La Cour estime que les conditions d’application du régime de l’économie collaborative ne sont pas réunies pour DELIVEROO dès lors que les services rendus via la plateforme (la livraison de repas préparés par un restaurant ou de courses provenant d’un commerce):
- sont exclus des services appelés à bénéficier du régime de l’économie collaborative ;
- ne sont pas rendus en dehors de l’exercice d’une activité professionnelle ;
- ne sont pas uniquement rendus à des personnes physiques qui n’agissent pas dans le cadre de leur activité professionnelle, puisqu’ils peuvent l’être à des personnes morales ;
- et ne sont pas uniquement rendu dans le cadre de conventions conclues par l’intermédiaire d’une plateforme agréée, cette condition imposant l’existence d’une convention entre deux particuliers - le coursier et le consommateur - en dehors de tout cadre professionnel.

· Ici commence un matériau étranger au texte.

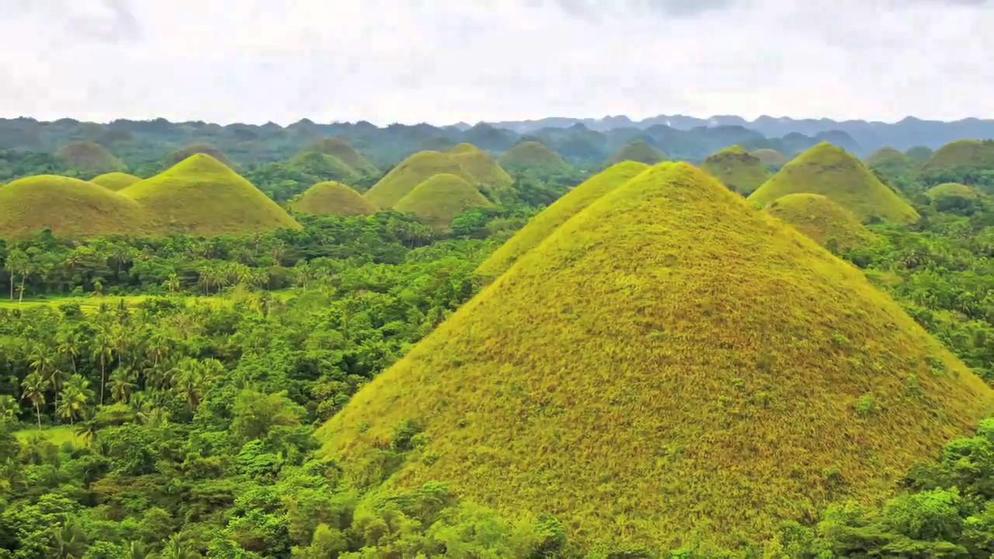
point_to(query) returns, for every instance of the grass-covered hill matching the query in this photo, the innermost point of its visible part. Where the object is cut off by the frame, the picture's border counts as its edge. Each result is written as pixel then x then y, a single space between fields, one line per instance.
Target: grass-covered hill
pixel 546 222
pixel 639 151
pixel 332 198
pixel 343 150
pixel 738 169
pixel 532 156
pixel 441 198
pixel 202 196
pixel 89 158
pixel 464 160
pixel 821 219
pixel 772 158
pixel 660 393
pixel 68 207
pixel 831 171
pixel 115 180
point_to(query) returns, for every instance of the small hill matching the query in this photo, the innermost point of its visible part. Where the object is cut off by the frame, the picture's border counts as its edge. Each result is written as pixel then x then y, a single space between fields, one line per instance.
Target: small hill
pixel 954 197
pixel 202 196
pixel 638 151
pixel 115 180
pixel 344 152
pixel 636 376
pixel 89 158
pixel 831 171
pixel 328 167
pixel 441 198
pixel 545 223
pixel 68 207
pixel 532 156
pixel 332 198
pixel 821 219
pixel 772 158
pixel 464 160
pixel 737 169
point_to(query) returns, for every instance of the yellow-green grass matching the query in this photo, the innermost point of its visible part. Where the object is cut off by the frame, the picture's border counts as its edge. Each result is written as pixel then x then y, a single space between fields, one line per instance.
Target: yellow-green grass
pixel 821 219
pixel 831 171
pixel 464 160
pixel 738 169
pixel 89 157
pixel 55 435
pixel 115 180
pixel 68 207
pixel 772 158
pixel 963 154
pixel 546 222
pixel 202 196
pixel 638 151
pixel 441 198
pixel 332 198
pixel 532 156
pixel 343 150
pixel 669 366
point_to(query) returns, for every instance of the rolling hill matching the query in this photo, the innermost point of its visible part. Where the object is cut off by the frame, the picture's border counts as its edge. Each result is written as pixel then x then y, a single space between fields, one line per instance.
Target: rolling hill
pixel 833 172
pixel 68 207
pixel 668 366
pixel 115 180
pixel 638 151
pixel 202 196
pixel 465 160
pixel 821 219
pixel 439 199
pixel 546 222
pixel 332 198
pixel 737 169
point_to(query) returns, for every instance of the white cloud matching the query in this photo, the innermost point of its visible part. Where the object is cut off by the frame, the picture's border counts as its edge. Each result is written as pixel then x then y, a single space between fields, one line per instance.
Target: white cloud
pixel 410 61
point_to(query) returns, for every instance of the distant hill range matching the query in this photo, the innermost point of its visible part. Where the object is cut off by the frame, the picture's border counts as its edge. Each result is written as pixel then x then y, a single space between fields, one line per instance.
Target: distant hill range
pixel 584 142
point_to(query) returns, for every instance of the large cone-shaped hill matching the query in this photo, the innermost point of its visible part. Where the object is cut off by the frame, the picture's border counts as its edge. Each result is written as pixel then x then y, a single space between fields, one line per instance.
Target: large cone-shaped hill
pixel 332 198
pixel 738 169
pixel 115 180
pixel 670 363
pixel 638 151
pixel 545 223
pixel 464 160
pixel 343 150
pixel 831 171
pixel 534 157
pixel 89 157
pixel 202 196
pixel 68 207
pixel 821 219
pixel 441 198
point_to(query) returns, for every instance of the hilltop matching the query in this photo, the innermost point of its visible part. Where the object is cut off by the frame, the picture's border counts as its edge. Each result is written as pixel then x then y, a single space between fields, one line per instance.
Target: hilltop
pixel 833 172
pixel 115 180
pixel 332 198
pixel 532 156
pixel 737 169
pixel 546 222
pixel 636 376
pixel 344 152
pixel 202 196
pixel 442 197
pixel 89 158
pixel 464 160
pixel 821 219
pixel 68 207
pixel 638 151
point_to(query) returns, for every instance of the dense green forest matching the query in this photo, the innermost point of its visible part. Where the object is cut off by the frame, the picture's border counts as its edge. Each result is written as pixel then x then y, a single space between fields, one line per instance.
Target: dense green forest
pixel 161 395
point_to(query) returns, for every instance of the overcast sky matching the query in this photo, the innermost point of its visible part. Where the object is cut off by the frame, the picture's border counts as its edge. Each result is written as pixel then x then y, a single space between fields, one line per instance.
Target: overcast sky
pixel 443 61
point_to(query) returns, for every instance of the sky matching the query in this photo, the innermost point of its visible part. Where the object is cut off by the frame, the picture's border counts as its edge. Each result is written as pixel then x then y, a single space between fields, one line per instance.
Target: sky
pixel 445 61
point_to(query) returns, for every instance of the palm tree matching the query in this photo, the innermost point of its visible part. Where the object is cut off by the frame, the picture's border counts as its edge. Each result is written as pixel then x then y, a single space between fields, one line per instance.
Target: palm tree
pixel 33 389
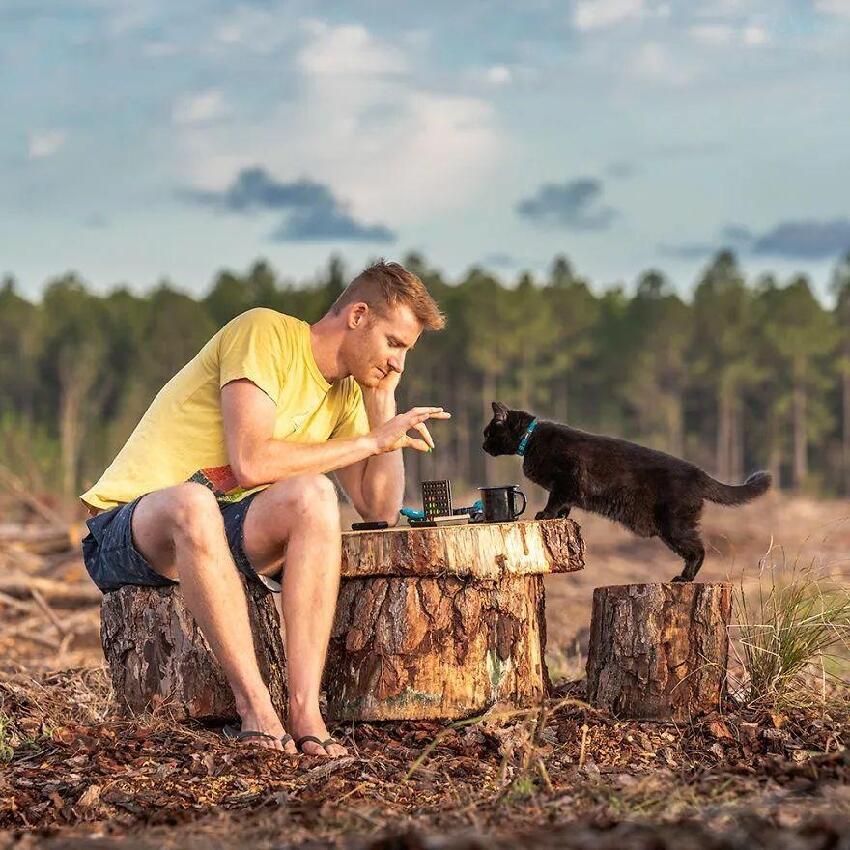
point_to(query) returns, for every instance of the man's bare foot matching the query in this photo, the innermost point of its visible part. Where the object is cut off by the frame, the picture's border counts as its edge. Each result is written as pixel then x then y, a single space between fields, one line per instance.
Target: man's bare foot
pixel 310 722
pixel 263 718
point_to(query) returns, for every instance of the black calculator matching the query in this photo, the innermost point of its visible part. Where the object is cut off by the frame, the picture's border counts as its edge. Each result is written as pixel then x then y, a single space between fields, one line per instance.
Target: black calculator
pixel 437 498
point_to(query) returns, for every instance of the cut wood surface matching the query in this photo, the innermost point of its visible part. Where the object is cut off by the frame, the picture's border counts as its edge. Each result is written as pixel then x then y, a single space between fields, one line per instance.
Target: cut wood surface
pixel 444 622
pixel 659 651
pixel 479 550
pixel 160 660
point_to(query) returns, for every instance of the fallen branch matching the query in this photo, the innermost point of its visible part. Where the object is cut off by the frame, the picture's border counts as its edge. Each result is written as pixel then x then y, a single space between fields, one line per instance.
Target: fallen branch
pixel 59 594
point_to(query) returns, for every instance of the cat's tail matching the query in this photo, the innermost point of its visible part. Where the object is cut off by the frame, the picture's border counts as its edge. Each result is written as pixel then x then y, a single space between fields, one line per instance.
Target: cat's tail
pixel 736 494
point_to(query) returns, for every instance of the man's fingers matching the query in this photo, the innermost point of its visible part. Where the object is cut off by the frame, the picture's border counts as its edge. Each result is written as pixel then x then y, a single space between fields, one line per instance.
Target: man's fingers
pixel 423 430
pixel 419 445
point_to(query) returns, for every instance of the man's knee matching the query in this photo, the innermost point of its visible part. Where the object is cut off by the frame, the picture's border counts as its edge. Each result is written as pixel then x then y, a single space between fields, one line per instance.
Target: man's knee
pixel 310 495
pixel 194 513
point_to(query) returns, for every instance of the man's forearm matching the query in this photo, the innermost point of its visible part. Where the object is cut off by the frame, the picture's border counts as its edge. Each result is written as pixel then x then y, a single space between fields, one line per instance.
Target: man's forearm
pixel 383 478
pixel 275 460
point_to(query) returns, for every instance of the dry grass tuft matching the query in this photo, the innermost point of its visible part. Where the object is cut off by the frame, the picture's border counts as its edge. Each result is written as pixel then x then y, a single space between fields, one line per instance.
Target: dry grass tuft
pixel 792 634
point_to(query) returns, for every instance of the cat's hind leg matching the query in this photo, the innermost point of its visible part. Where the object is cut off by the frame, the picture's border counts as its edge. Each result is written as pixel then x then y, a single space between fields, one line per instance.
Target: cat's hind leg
pixel 687 545
pixel 557 505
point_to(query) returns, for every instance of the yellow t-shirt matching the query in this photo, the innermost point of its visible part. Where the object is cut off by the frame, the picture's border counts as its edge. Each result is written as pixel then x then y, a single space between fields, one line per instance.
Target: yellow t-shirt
pixel 181 436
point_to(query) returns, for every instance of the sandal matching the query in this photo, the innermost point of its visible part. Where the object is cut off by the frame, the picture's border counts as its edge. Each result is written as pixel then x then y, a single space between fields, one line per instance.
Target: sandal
pixel 237 735
pixel 299 744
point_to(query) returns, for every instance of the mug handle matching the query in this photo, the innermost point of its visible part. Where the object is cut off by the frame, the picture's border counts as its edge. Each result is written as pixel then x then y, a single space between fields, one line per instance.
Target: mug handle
pixel 521 511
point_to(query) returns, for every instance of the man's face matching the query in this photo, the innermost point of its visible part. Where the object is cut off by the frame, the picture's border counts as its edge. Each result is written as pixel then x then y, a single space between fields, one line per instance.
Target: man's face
pixel 377 345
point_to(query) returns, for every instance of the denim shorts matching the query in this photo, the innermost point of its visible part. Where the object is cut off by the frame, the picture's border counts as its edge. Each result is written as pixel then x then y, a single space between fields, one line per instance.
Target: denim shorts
pixel 112 559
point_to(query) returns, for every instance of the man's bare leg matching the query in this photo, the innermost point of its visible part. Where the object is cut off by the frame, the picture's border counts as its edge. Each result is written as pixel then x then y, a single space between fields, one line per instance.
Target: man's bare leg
pixel 294 524
pixel 180 533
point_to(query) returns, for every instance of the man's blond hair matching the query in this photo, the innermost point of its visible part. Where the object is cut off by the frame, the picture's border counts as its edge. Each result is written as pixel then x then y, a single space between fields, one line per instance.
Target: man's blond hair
pixel 384 285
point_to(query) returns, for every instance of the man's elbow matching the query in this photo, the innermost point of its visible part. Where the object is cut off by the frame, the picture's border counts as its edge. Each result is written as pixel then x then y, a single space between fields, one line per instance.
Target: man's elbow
pixel 390 517
pixel 246 474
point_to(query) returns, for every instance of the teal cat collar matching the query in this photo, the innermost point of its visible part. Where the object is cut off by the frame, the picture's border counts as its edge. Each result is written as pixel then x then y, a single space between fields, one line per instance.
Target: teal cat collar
pixel 525 438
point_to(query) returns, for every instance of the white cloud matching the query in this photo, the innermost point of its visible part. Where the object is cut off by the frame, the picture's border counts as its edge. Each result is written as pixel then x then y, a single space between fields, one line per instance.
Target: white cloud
pixel 498 75
pixel 596 14
pixel 360 123
pixel 713 33
pixel 255 29
pixel 654 63
pixel 834 7
pixel 44 143
pixel 725 35
pixel 347 50
pixel 754 35
pixel 199 108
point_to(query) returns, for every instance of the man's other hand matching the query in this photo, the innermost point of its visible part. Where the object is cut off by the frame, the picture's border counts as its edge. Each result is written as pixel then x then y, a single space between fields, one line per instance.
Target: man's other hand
pixel 393 435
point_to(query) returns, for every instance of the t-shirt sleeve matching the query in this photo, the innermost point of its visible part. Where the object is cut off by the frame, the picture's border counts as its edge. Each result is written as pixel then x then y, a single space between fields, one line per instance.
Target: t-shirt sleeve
pixel 354 422
pixel 251 346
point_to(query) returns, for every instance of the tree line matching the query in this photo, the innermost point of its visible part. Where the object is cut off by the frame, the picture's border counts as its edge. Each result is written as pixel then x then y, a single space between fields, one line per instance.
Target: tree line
pixel 743 375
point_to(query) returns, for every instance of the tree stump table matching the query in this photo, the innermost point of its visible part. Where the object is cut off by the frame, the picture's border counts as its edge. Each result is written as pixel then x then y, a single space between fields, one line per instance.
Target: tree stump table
pixel 659 651
pixel 444 623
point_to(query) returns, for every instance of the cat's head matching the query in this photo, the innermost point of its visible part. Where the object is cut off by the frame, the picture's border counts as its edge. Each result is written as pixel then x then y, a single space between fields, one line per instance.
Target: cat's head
pixel 504 431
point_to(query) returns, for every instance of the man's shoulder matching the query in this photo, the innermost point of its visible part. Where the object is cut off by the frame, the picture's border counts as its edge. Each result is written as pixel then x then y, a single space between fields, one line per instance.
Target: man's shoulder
pixel 268 323
pixel 267 315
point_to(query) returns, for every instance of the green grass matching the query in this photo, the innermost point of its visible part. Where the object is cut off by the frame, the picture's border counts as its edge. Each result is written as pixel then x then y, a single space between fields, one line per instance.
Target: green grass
pixel 7 751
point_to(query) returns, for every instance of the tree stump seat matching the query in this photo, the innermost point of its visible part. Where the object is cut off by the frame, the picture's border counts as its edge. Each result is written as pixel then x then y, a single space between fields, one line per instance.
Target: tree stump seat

C’est donc à l’aune des critères généraux et/ou spécifiques prévus par la loi-programme (I) du 27.12.2006 ou les critères spécifiques prévus par arrêté royal qu’il faut apprécier la nature de la relation de travail entre DELIVEROO et ses coursiers.
Après avoir rejeté la contestation de DELIVEROO qui soutient qu’elle n’exerce pas une activité de transport mais une activité d’intermédiation se limitant à mettre en relation des offres et des demandes, la Cour examine la relation de travail entre DELIVEROO et ses coursiers au regard des 8 critères applicables au secteur du transport (arrêté royal du 29.10.2013). Si plus de la moitié des critères sont remplis, la relation de travail est présumée, jusqu'à preuve du contraire, être exécutée dans les liens d'un contrat de travail. La Cour constate que plus de la majorité des critères sont remplis :
- le coursier ne prend aucun risque financier,
- le coursier ne dispose pas de responsabilité ni de pouvoir de décision concernant les moyens financiers de DELIVEROO et il n’est pas titulaire d’un certificat (ou attestation) de capacité professionnelle,
- le coursier n’a pas de pouvoir de décision concernant la politique d’achat,
- le coursier n’a pas de pouvoir de décision concernant les prestations à prendre en compte pour l’établissement du prix,
- le coursier n’a pas d’obligation de résultat à l’égard de DELIVEROO,
- le coursier n’a pas la possibilité d'engager du personnel,
- le coursier n’apparaît pas comme une entreprise vis-à-vis d’autres personnes,
- le coursier ne travaille pas « dans les locaux » de DELIVEROO, mais utilise un vélo (soit un véhicule non motorisé) qui n’appartient pas à DELIVEROO,
La relation de travail est donc présumée, jusqu’à preuve du contraire, être exécutée dans les liens d’un contrat de travail.
Les tentatives de Deliveroo pour renverser la présomption n’ont pas convaincu la Cour qui souligne que les modalités d’organisation du travail contraignent assurément le coursier à fournir une prestation largement « standardisée » (notamment le fait d’avoir conclu un contrat de collaboration indépendante ; l’absence d’obligation du coursier de se connecter à l’application, la possibilité pour le coursier de choisir son itinéraire et ses équipements, la limitation à des instructions techniques et opérationnelles, etc.).